In the last year, the bank has moved to contain and resolve the controversial trading losses that hit the bank’s chief investment office, but even though financial performance has been strong, law enforcement and regulatory investigations and hurdles have weighed down Dimon and JPMorgan. In a memo Dimon recently wrote to his employees, he pointed out that those issues would continue to cast a shadow over JPMorgan.

“We are all well aware of the news around the legal and regulatory issues facing our company, and in the coming weeks and months we need to be braced for more to come,” Dimon wrote. “Never before have we focused so much time, effort, brainpower, technological power and money on a single, enterprise-wide objective. Make no mistake–we are going to get this right.”

While Dimon tried to resolve the legal and regulatory issues revolving around the London Whale trading losses with one big and sweeping settlement, he was unable to get the Commodity Futures Trading Commission on board and the CFTC continues to investigate issues related to the trading of derivatives underlying the London Whale fiasco. In addition, federal prosecutors in Manhattan continue to investigate the London Whale losses.

Earlier this week, a federal grand jury in Manhattan indicted Javier Martin-Artajo and Julien Grout, two former JPMorgan employees who worked in the chief investment office, alleging they covered-up the trading losses and made false statements.

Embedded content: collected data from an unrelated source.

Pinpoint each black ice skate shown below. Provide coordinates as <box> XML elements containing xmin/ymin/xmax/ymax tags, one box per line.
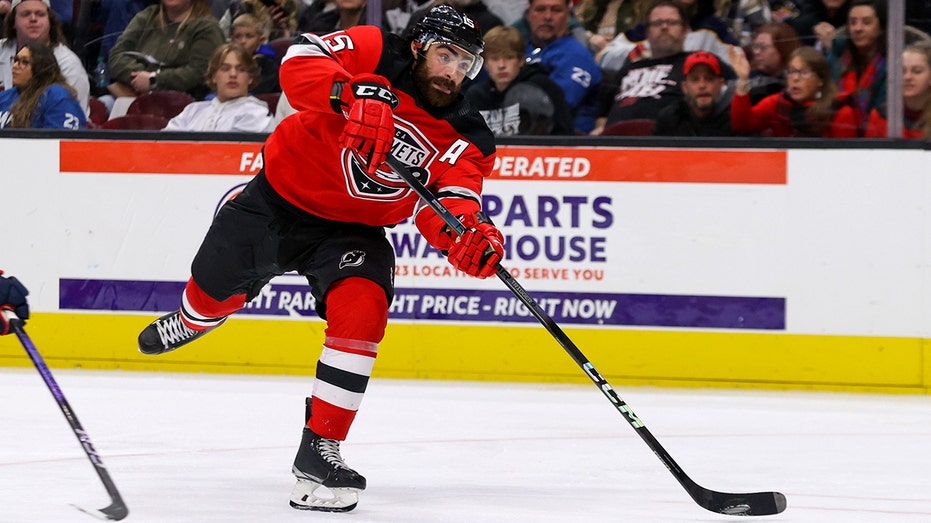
<box><xmin>137</xmin><ymin>311</ymin><xmax>223</xmax><ymax>355</ymax></box>
<box><xmin>290</xmin><ymin>427</ymin><xmax>366</xmax><ymax>512</ymax></box>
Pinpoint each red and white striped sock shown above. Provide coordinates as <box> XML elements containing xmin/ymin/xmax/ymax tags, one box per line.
<box><xmin>180</xmin><ymin>277</ymin><xmax>245</xmax><ymax>331</ymax></box>
<box><xmin>308</xmin><ymin>277</ymin><xmax>388</xmax><ymax>440</ymax></box>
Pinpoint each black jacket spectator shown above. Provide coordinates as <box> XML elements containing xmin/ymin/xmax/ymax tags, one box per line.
<box><xmin>598</xmin><ymin>51</ymin><xmax>690</xmax><ymax>125</ymax></box>
<box><xmin>653</xmin><ymin>88</ymin><xmax>734</xmax><ymax>136</ymax></box>
<box><xmin>789</xmin><ymin>0</ymin><xmax>851</xmax><ymax>46</ymax></box>
<box><xmin>465</xmin><ymin>62</ymin><xmax>574</xmax><ymax>136</ymax></box>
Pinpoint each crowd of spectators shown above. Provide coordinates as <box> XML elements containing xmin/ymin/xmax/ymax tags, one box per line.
<box><xmin>0</xmin><ymin>0</ymin><xmax>927</xmax><ymax>138</ymax></box>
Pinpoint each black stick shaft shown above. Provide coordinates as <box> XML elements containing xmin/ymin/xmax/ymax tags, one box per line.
<box><xmin>3</xmin><ymin>310</ymin><xmax>129</xmax><ymax>521</ymax></box>
<box><xmin>385</xmin><ymin>155</ymin><xmax>786</xmax><ymax>516</ymax></box>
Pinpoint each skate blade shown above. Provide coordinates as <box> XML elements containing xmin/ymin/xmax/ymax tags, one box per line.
<box><xmin>289</xmin><ymin>479</ymin><xmax>359</xmax><ymax>512</ymax></box>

Shares of JPMorgan have surged in the last year by nearly 30%. Dimon must wonder how high those shares would be trading for if he could get beyond the regulatory and legal headaches.
(CHASEHOMEFINANCESUX RESPONSE: Why Do So Many Of These Writers Never Put A Correlation Between Criminal Actions & Stock Gains. If You Rob & Steal From The People, Your Stocks Will Go Up. I Think This Country Has Decided That Profits Are More Important, Than Stopping The Criminal Actions By The Big Banks. We Are No Longer America, Just A Criminal Society!)